Por Fernando Clavero
La Habana.- Un amigo reciente me escribe desde Ciego de Ávila y me dice que tiene que irse ya, porque aquello se ha puesto muy malo, que desde hace muchos días comen solo punta de arroz (imagino que sea arroz como el que usan en algunos lugares de África occidental para hacer el benachin, un plato típico para el que no se usan los granos enteros).
Me dice que le pida a mi tía unas medicinas. A mi tía que vive en Tampa, porque muchos en la familia tienen las llamadas boqueras, sobre todo los niños, sin saber cuál es la causa. Y me recuerda que permanece allá porque todavía no le ha llegado la visa de trabajo para volver a Rusia, la misma Rusia de la guerra y las sanciones por todas partes, aunque para algunos cubanos parezca un paraíso.
Alguien más cercano, de la familia grande que tenemos todos los cubanos y que siempre defendió a ultranza todo lo que hacía el gobierno, porque creía ciegamente en las palabras de sus dirigentes, me acaba de confesar que «si tuviera unos cinco o seis años menos me iba de acá. Acá no hay quien viva. Esto es un cementerio». Y luego me dijo una frase que cada vez escucho más: «no creo en nadie. Esto es sálvese quien pueda».
Otra amiga me dice que le mande Omeprazol para su padre, y me pregunta si sé dónde comprar Bálsamo de Shotakovski, aquel medicamento que vendían en Cuba en los tiempos soviéticos y que se usaba para curar cualquier cosa, entre ellos una úlcera que padece su progenitor, más afectado aún porque no encuentra leche y la malanga no hay quien la pague al precio que está.
Yo no sé a cómo está la malanga, pero cinco libras de boniato -de boniato nada más y nada menos- valen 140 pesos en algunos lugares, o al menos eso me dijeron ayer. En otros lugares el arroz anda por los 150, o los 200, como estuvo hace unos días en Ciego de Ávila. Y como no pregunto por la carne de cerdo, no tengo ideas de por dónde anda, pero si el arroz vale 200, la libra de puerco no se debe bajar de los 400. No es necesario haber estudiado lógica para imaginarlo.
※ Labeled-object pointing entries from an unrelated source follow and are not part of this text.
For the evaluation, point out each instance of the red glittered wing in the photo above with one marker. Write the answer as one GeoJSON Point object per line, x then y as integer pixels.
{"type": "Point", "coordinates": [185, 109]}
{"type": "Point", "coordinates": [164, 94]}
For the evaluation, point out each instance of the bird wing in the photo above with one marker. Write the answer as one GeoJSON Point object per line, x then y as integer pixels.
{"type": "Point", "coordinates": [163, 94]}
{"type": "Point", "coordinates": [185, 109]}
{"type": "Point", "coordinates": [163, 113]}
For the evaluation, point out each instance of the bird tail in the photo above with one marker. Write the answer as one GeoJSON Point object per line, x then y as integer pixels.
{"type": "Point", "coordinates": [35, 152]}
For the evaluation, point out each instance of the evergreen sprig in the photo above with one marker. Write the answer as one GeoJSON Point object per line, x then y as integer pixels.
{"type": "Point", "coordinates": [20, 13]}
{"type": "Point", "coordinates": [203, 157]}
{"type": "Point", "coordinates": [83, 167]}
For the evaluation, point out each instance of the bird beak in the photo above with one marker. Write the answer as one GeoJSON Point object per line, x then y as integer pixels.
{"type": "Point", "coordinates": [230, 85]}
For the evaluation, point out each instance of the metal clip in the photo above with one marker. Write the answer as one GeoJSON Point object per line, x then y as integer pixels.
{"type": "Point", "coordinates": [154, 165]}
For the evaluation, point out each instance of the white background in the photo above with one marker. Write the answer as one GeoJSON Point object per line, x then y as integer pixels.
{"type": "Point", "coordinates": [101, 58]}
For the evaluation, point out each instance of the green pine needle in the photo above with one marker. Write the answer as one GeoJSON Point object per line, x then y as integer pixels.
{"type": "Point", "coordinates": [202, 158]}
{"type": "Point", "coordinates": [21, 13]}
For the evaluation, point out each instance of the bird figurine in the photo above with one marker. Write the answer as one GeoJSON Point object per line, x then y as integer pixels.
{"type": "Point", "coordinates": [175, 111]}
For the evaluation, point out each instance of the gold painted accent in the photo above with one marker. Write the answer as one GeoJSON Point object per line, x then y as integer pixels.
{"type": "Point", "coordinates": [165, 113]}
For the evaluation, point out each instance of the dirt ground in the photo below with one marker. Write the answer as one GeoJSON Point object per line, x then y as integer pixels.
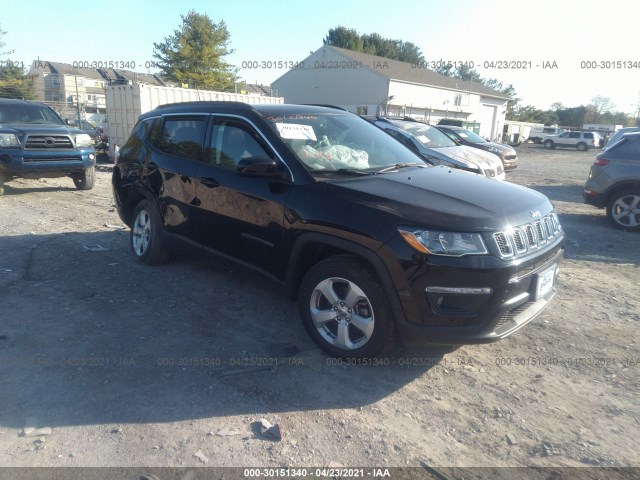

Manuel, un vecino con quien hablo muy a menudo, fue a ver su familia a Bayamo y anda medio varado por allá. Dice que el transporte está malo y me pregunta si estoy al tanto sobre la venta de vehículos y qué creo. Y le dije que guapeara para volver donde sus hijos, pero pasé de largo a la pregunta sobre la venta de los carros, porque no le veo pies ni cabezas. Para mí es otra forma más de marear la tojosa, por poner el nombre de algún pájaro cercano a la perdiz.
Y cuando creo que ya estoy al tanto de todo, una amiga y vecina de muchos años, que anda por Europa de visita y que salió de Cuba por primera vez, me dice que por nada del mundo regresa. «Me voy a quedar, Ferna, pase lo que pase me quedo. Intentaré traer después a mis hijos y a mi esposo, pero no voy a volver».
Pero hay más. Alex ya tiene patrocinador y se va a Estados Unidos. Se larga como se han largado cientos de miles en los últimos meses. Me dice que la madre le puso peros, que cómo iba a ir a un lugar desconocido y dejar su casa, su tranquilidad, y él se pregunta qué tranquilidad, la de no tener un trabajo que le genere un salario suficiente para vivir, o sobrevivir. No quiere estar al margen de la ley y su decisión es irrevocable.
Y la última, esta mañana, cual si fuera una bomba que me explotara en la cara: «Papa, voy a tener que sacrificar a los dos San Bernardo. No tengo comida para darles, porque no quieren comerse el picadillo y no encuentro nada más. Y nadie se los quiere llevar. Si unos primos de Camagüey, que llegan mañana, no se los llevan, los sacrifico, porque no quiero que sufran».
Y así es un día tras otro. La mayoría de los amigos y la familia pelean duro para sobrevivir, pero se quejan, tal vez para liberar las tensiones de una vida que nos aplasta a todos, estemos donde estemos, porque hasta los cubanos que vivimos fuera sentimos lo de adentro.
¿Hasta cuándo?, me pregunto, pero no tengo respuesta.